A full game comprises four ‘snurds’, each snurd being one team taking a turn at girting. The jobanowl adds interest and difficulty to the game by randomly switching the direction of rotation, and will levy drinking penalties on any player found not taking the game seriously enough.
Points are awarded as follows:
· +3: a ‘wanton’- a direct hit on a girter’s head
· +2: a ‘morther’ or ‘marther’- a body hit
· +1: a ‘ripple’ or ‘ripper’- a leg hit
· -1 per sober person at the end of the game
At the end of the game, the team with the most number of points wins, and will be awarded a ceremonial pewter gazunder.”
All good country fun, especially when the subsequent health care is fully covered by NHS.
Good evening Janus.
Oh, you crazy Southern British and your quaint customs!
LW, a good evening to you as well. I have to say that my increasingly undependable memory assured me that dwyle-flonking was an invention of the late and inspired Michael Bentine and ‘It’s a Square World’.. A lot of d-f related googling does mention him but I’m not convinced and am now reasonably certain in the remnants of what’s left of my mind that I’m actually recalling the game of ‘Drats’ and the dreaded nurdle.
http://monologues.co.uk/Sketches/Drats.htm
Moving on, and back, to English Folk dancing, I once had the privilege of buying Bill Tidy a pint in the bar of the Edinburgh University Union. ‘The Cloggies’ were different class, in my opinion.

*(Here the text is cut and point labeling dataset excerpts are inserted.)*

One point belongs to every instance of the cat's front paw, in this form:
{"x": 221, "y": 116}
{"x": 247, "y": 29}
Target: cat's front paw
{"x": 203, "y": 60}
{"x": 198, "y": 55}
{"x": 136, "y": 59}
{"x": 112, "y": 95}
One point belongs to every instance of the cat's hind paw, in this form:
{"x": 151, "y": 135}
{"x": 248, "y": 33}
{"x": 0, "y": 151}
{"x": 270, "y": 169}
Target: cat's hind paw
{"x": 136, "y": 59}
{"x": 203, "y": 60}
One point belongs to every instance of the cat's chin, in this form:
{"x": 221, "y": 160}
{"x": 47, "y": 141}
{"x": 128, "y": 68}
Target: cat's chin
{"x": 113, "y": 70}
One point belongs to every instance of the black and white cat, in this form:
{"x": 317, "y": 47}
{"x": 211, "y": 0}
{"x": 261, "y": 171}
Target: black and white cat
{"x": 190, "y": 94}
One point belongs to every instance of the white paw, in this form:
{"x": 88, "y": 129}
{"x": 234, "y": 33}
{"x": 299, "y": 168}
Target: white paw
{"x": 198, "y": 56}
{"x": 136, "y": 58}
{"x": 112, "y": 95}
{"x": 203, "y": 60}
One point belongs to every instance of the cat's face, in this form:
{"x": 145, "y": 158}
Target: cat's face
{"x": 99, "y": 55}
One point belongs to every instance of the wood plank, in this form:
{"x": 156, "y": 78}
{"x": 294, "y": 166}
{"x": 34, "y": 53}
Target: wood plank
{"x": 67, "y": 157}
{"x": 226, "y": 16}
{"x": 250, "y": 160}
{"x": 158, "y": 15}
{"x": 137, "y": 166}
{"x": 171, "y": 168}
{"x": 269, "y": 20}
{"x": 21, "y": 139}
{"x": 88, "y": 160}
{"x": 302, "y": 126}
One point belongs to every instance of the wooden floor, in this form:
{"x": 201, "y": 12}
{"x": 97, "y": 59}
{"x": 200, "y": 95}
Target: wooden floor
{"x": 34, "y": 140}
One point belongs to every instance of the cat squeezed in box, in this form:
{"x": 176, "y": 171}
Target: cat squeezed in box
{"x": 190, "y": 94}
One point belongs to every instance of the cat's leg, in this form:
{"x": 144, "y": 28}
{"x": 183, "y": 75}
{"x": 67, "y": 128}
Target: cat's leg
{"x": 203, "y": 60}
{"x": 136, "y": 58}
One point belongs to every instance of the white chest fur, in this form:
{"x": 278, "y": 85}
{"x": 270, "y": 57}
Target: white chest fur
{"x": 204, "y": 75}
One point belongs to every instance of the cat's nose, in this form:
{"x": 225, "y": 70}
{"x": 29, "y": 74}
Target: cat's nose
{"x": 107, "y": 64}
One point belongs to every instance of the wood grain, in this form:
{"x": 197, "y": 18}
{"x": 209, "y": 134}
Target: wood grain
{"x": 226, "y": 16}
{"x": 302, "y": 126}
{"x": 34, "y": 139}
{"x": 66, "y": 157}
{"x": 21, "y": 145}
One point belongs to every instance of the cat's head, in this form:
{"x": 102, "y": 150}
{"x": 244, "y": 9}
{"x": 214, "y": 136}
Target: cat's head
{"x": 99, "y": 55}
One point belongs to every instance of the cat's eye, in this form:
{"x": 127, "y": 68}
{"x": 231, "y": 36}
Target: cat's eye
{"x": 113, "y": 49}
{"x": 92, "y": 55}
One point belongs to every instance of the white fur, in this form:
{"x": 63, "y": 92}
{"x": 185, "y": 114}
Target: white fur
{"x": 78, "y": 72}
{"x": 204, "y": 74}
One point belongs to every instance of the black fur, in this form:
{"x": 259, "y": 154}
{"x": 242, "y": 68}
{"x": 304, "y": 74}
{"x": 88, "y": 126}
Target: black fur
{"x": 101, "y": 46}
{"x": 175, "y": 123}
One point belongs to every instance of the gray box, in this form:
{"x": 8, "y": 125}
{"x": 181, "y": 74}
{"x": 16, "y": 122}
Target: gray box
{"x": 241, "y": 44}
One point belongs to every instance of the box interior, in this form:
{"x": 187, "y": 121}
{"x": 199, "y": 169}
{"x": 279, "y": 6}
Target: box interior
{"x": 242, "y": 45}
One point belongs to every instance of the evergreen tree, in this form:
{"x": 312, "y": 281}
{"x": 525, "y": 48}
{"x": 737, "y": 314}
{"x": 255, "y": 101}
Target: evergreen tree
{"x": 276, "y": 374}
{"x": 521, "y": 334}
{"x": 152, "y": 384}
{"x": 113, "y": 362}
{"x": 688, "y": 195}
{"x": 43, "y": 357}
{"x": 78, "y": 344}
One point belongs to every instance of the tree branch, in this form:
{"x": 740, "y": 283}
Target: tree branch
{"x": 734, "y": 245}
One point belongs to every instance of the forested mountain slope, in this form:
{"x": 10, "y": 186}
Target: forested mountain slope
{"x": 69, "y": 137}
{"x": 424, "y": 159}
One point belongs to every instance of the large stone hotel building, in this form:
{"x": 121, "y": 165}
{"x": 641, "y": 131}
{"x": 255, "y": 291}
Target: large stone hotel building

http://en.wikipedia.org/wiki/The_Cloggies
Ah well, LW! In rural Warwickshire the sticks were not restricted in their use!
Ditto Kent: http://www.youtube.com/watch?v=jnVa6gMjYDY
Thanks for the history though. Fascinating. JM, I strongly resent being termed Southern British but quite understand your choice of epithet!
Oh bugger! I’ve told you Carmarthen is behind the times. People still use the expression to put on your dancing boots. No exquisite glace slippers but full on tackety boots with heavy/cleated soles minus the cow shit, basically to kick the opposition! (And I don’t mean the girls!)
I have never seen the nicety of dwle flonking, the rag has been dispensed with, just the beer and the glass will do.
I have never been to a country dance yet that didn’t end up descending into a brawl, its considered part of the entertainment. The hunt balls aren’t much better, but they tend to go outside which spoils it as a spectator sport. I suspect the local men’s clothiers do a very good line in replacement dinner jackets as they appear to get wrecked with monotonous regularity.
Are you sure dwyle flonking isn’t a more active version of Mornington Crescent?
Good for you Janus, its a rough job, but someone has to do it!
CO, good evening.
‘Tackety boots?’ Glad to see that your sojourn on the right side of the Wall, even if it was only in Aberdeen, has left you with some remembrance of Jockish,
JM, what do you mean “even if it was only in Aberdeen”? I can go off people very quickly!
Btw, small child to right of pic says: “Why are those men doing that, Mum?” She may well ask.